A sensational aspect of Van Wagoner's performance is how she stares directly into the spellbound audience members' eyes, making us feel like welcome guests all the while also communicating that we are "civilians," who would never be welcome into Mengers' home. As she explains, "My own mother couldn't get in here if she were standing outside in the rain." (One of her favorite guests was Elton John because "he eats everything but pussy.")

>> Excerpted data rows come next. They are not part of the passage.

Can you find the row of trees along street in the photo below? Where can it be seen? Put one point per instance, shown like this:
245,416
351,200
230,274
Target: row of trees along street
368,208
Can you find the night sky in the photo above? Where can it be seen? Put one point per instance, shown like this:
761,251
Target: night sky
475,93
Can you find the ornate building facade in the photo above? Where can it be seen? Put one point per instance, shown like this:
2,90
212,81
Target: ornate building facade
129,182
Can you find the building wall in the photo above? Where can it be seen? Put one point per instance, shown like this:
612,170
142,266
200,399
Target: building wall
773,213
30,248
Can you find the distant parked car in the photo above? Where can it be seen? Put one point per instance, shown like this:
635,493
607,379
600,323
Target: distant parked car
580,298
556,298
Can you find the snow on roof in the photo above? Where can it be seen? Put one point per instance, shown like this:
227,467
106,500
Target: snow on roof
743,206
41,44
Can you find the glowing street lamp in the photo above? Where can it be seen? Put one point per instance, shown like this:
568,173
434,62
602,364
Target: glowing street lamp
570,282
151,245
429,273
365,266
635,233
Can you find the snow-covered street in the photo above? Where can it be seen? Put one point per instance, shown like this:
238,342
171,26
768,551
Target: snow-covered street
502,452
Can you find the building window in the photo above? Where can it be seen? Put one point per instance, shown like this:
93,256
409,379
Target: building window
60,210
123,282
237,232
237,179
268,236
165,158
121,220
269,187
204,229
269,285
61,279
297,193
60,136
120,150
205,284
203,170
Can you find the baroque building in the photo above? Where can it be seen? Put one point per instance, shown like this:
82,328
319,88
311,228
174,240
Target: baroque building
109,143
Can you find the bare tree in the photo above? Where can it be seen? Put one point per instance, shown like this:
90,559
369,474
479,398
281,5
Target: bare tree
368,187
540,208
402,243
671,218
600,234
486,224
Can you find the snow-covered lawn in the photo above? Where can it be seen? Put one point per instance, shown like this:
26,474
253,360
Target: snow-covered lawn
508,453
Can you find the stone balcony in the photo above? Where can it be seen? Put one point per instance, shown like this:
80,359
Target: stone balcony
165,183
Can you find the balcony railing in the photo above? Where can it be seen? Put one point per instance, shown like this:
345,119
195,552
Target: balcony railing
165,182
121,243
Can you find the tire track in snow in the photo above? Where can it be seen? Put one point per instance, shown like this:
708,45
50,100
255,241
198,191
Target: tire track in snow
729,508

"I'll Eat You Last" relates how Mengers used her own car to block director William Friedkin's driveway until he agreed at least to consider a pre-stardom Gene Hackman for "The French Connection," which later earned Hackman and Friedkin Oscar trophies. And there's a tremendous bluffing contest with producer Robert Evans to get Faye Dunaway into "Chinatown" over Jane Fonda. Mengers claims that Fonda turned down the lead role of Evelyn in the 1974 film, which ended up being a defining role for Dunaway. But director Roman Polanski had never really offered her the part; it was written for Dunaway.
But the play's tension comes from an anticipated phone call from Barbra Streisand, one of Menger's oldest clients and dearest friends -- "I knew her when she still had the other 'ah"- who has just fired her. Or rather, Streisand's lawyers -- "her microstate of serious Jews who joined arms and bottle-danced their way to the speaker-phone."
La Streisand has just left Mengers to join CAA, because the agent was dead set against Streisand developing her dream project of "Yentl" -- a film Mengers disparages as Streisand's "cross-dressing Jew movie." Mengers is waiting for the "can't we still be friends?" followup phone call from the star.
With buoyant direction by Robin Wilks-Dunn, Van Wagoner's tour-de-force performance in "I'll Eat You Last" is not-to-be-missed.